Focusing on the customers that can make you money while doing what you can to keep shoplifters and online bums at bay, is as old as shop keeping itself — and as easy in the digital age.
Anonymous proxies and other identity-obfuscating techniques employed by privacy-seeking surfers may also thwart accurate estimations of that visitor’s true location.
Geo-location has also gotten a bad rap in some circles due to the clumsy ways that it is used; such as dating site promos that might be convincing for city dwellers, but farm folks know those “in your town” models are not really here and looking for a date.
Better uses for geo-targeting include dynamically tweaking join page options such as currency, pricing and payment methods, as well as providing a gatekeeper that limits the best content to the best countries.

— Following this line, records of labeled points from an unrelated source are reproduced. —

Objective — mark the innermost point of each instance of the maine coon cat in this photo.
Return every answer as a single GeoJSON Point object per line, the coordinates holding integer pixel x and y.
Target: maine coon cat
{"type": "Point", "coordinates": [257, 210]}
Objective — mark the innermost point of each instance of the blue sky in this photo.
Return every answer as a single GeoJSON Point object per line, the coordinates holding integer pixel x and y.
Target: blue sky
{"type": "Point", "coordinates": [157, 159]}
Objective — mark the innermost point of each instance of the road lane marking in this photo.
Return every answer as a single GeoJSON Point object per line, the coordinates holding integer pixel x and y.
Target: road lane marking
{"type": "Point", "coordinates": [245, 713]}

Premium paysite owners (especially those with exclusive / original content) may wish to take a two-pronged approach to this latter process: allowing only those visitors that are most likely to purchase your content, while redirecting the users most likely to pirate it — such as visitors from India, China and other hot spots of content theft.
These are countries that you may not even be able to bill, so why waste bandwidth or provide them with the opportunity to steal and share your content, fueling online piracy?
Don’t like to generalize? That’s understandable: every country has a ruling class with the ability, desire and means to purchase porn — so rather than blocking countries, try to send their citizens to a white label cam site or other destination — they will think it was the site they were looking for due to your similar branding, and you might snag a whale. The large cam sites also offer a breadth of billing options that your main site can’t match, generating more revenues from the same traffic mix and volume.
Recent XBIZ analysis reveals that the U.S., the United Kingdom, Germany, Canada and France, plus Italy and Australia, are the top-selling countries for premium porn marketers; providing an excellent starting point for setting up your geogatekeeper, just watch your own sales and stats to add or subtract countries from this list.
There are several ways to do this, including via .htaccess or through various services.
One tool is geoPlugin (www.geoplugin.com), a free solution that allows webmasters to deliver dynamic geotargeted content along with currency conversion, area codes and postal codes and more; enabling flexible marketing initiatives. This service is compatible with ASP, JavaScript, JSON, PHP and XML, for easy integration into any environment using a small snippet of code.
Also check out the offerings from MaxMind (www.maxmind.com), which provides widely integrated locational services, including free and premium products, considered by many operators to be among the best in the business.
However you do it, focusing on the customers that can make you money while doing what you can to keep shoplifters and online bums at bay, is as old as shop keeping itself — and as easy in the digital age as the use of geo-targeting technology.